Ramadan Gashi (born 15 April 1958) is a politician in Kosovo. He was the mayor of Skenderaj from 2001 to 2007 and a member of the Assembly of Kosovo from 2008 to 2011. During his time as an elected official, Gashi was a member of the Democratic Party of Kosovo (PDK).

He is not to be confused with a Kosovan diplomat of the same name.

==Early life and career==
Gashi was born to an Albanian family in the village of Kryshec in Skenderaj, in what was then the Autonomous Region of Kosovo and Metohija in the People's Republic of Serbia, Federal People's Republic of Yugoslavia. He studied at the University of Pristina Faculty of Law and holds a master's degree in law. Prior to the 1998–99 Kosovo War, he was involved in civic organizations such as the Council for the Protection of Human Rights and Freedoms in Skenderaj.

==Politician==
===Mayor of Skenderaj (2001–2007)===
After the end of the Kosovo War, Gashi became a leading figure in the Democratic Party of Kosovo (PDK) in Skenderaj. The party held overwhelming dominance over the Drenica region (which includes Skenderaj) in this period, and local officials from the rival Democratic League of Kosovo (LDK) complained that its members were often threatened with violence. Gashi dismissed the charge as "lies and propaganda," saying, "We don't need to threaten any other parties."

The PDK won a landslide victory in Skenderaj in the 2000 Kosovan local elections, taking twenty-seven of thirty-one seats. Gashi led the PDK's electoral list and was afterward chosen as mayor. In July 2002, he was elected as a member of the PDK's steering council.

He appeared in the ninetieth position on the PDK's list for the 2001 Kosovan parliamentary election, which was held under closed list proportional representation. The list won twenty-six seats, and he was not elected.

Gashi led the PDK to another overwhelming victory in Skenderaj in the 2002 local elections and continued in office as mayor. He did not seek re-election at the local level in 2007.

===Parliamentarian (2008–11)===
Kosovo adopted a system of open list proportional representation prior to the 2007 parliamentary election.
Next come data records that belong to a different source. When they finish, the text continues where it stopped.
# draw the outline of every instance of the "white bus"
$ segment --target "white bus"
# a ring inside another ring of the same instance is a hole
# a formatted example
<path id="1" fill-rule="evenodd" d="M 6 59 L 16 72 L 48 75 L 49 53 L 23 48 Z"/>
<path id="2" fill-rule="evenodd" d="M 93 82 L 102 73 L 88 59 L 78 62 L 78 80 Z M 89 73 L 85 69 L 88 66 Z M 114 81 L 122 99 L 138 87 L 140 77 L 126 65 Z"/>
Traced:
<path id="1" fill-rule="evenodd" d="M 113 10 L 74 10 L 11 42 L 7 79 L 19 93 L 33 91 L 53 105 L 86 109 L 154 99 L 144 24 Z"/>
Gashi was given the forty-first position on the PDK's list and finished thirty-third among its candidates. The list won thirty-seven seats. He was not immediately elected to a requirement for one-third female representation; he was, however, ranked second to enter the assembly as a replacement member. The PDK formed a coalition government after the election, and some of its parliamentarians soon resigned to take ministerial positions. As such, Gashi was able to enter the assembly on the week of its convocation in January 2008. The following month, the Republic of Kosovo unilaterally declared independence from Serbia. Gashi served on the assembly committee on legislation and the judiciary and was a member of other ad hoc committees, including one dealing with laws arising from the Ahtisaari Plan.

He was given the fifty-second position on the PDK's list in the 2010 assembly election, placed fifty-ninth, and was not re-elected when the list won thirty-four seats. The PDK won the election and remained in government.

===Since 2011===
In May 2012, Gashi was appointed as a deputy justice minister in the Republic of Kosovo government. He was removed from office a month later, when the newspaper Koha Ditore reported that there was an indictment against him for abuse of office pertaining to his time as mayor of Skenderaj. He has not returned to active political life since this time.

Gashi has worked as executive director of the Republic of Kosovo's Free Legal Aid Agency. He supported Skenderaj mayor Bekim Jashari's unsuccessful bid for re-election in the 2021 Kosovan local elections.